Lonceng
Peringatan untuk Lembaga Survei
Teguh Dartanto ; Peneliti, Dosen Lembaga Penyelidikan Ekonomi dan Masyarakat (LPEM)
Fakultas Ekonomi Universitas Indonesia
KORAN TEMPO, 25 Juli 2012
Gegap-gempita pemilihan Gubernur
DKI Jakarta ronde pertama melahirkan kejutan spesial yang tidak
disangka-sangka. Berdasarkan hasil hitung cepat berbagai lembaga survei, calon
inkumben Fauzi Bowo-Nachrowi (Foke-Nara) kalah angka melawan pasangan Joko
Widodo-Basuki (Jokowi-Ahok) sehingga perlu ronde kedua untuk menentukan jawara.

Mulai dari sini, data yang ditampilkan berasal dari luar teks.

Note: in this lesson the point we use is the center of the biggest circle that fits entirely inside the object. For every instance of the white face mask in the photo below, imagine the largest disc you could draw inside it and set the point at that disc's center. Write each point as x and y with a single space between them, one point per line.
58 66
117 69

Masyarakat Jakarta yang menginginkan perubahan dan pendukung pasangan
Jokowi-Ahok tentu akan berbunga-bunga. Sedangkan bagi peneliti sosial-ekonomi
seperti saya maupun para pendukung Foke-Nara, hasil hitung cepat menyisakan
luka, lara, dan tanda tanya. Kenapa hasil hitung cepat berbeda dengan hasil
survei sebelumnya di mana Foke-Nara akan menjadi jawara sedangkan Jokowi-Ahok
nomor dua?
Saya memang mendambakan
perubahan. Tetapi, sebagai seorang peneliti, saya berharap hasil survei
pra-pilkada tidak jauh berbeda dengan hasil pilkada, sehingga publik
mempercayai hasil penelitian dan profesi peneliti. Tidak ada penjelasan secara
jujur dan terbuka dari lembaga survei kenapa terjadi salah ramal hasil pilkada
DKI. Dalam penelitian sosial, kesalahan prediksi bukanlah sebuah dosa karena
memang terdapat ruang berbuat salah yang masih diterima dan termaafkan. Dengan
menyatakan tingkat keyakinan 95 persen, maka terdapat ruang berbuat salah dalam
menarik kesimpulan sebesar 5 persen.
Jokowi bukanlah Bandung Bondowoso
dalam legenda Loro Jonggrang, yang mampu menyulap angka survei 14-18 persen
menjadi 42-44 persen seperti hasil hitung cepat. Faktor utama salah ramal dalam
pilkada DKI ada dalam diri lembaga survei itu sendiri.
Tidak ada yang salah
dalam penggunaan multistage
stratified random sampling atau stratified-cluster random sampling sebagai metodologi untuk survei
pra-pilkada. Kesalahan utama dari survei pilkada DKI Jakarta adalah
permasalahan representasi/keterwakilan sampel (sample representative), bias
pemilihan sampel (sample selection bias), dan independensi lembaga
survei.
DKI Jakarta, dengan jumlah
penduduk yang heterogen, baik dari sisi etnik, agama, pendidikan, pekerjaan,
maupun kondisi sosial-ekonomi serta dinamika masyarakat, sangat sulit bagi
peneliti untuk memilih responden dalam survei pilkada DKI. Dalam ruang populasi
yang heterogen seperti ini, sampel yang diambil harus dalam jumlah besar agar
mampu merepresentasikan seluruh elemen demografi dalam masyarakat, sehingga
tidak ada sub-populasi yang tidak terwakili dalam survei. Jumlah sampel survei
pra-pilkada DKI berkisar 450-1.000 di mana satu responden survei mewakili
sekitar 6.500-15.000 pemilih atau dengan kata lain satu responden mewakili
sekitar 3-6 rukun warga. Dengan keterwakilan sampel seperti ini, kemungkinan
bias dalam penarikan kesimpulan sangatlah besar. Hal ini berbeda untuk survei
pilkada di daerah homogen seperti Jawa Timur, Aceh, Sulawesi, di mana jumlah
sampel kecil tidak akan menimbulkan bias kesimpulan. Karena itu, lembaga survei
banyak sukses menebak hasil pilkada di luar DKI Jakarta.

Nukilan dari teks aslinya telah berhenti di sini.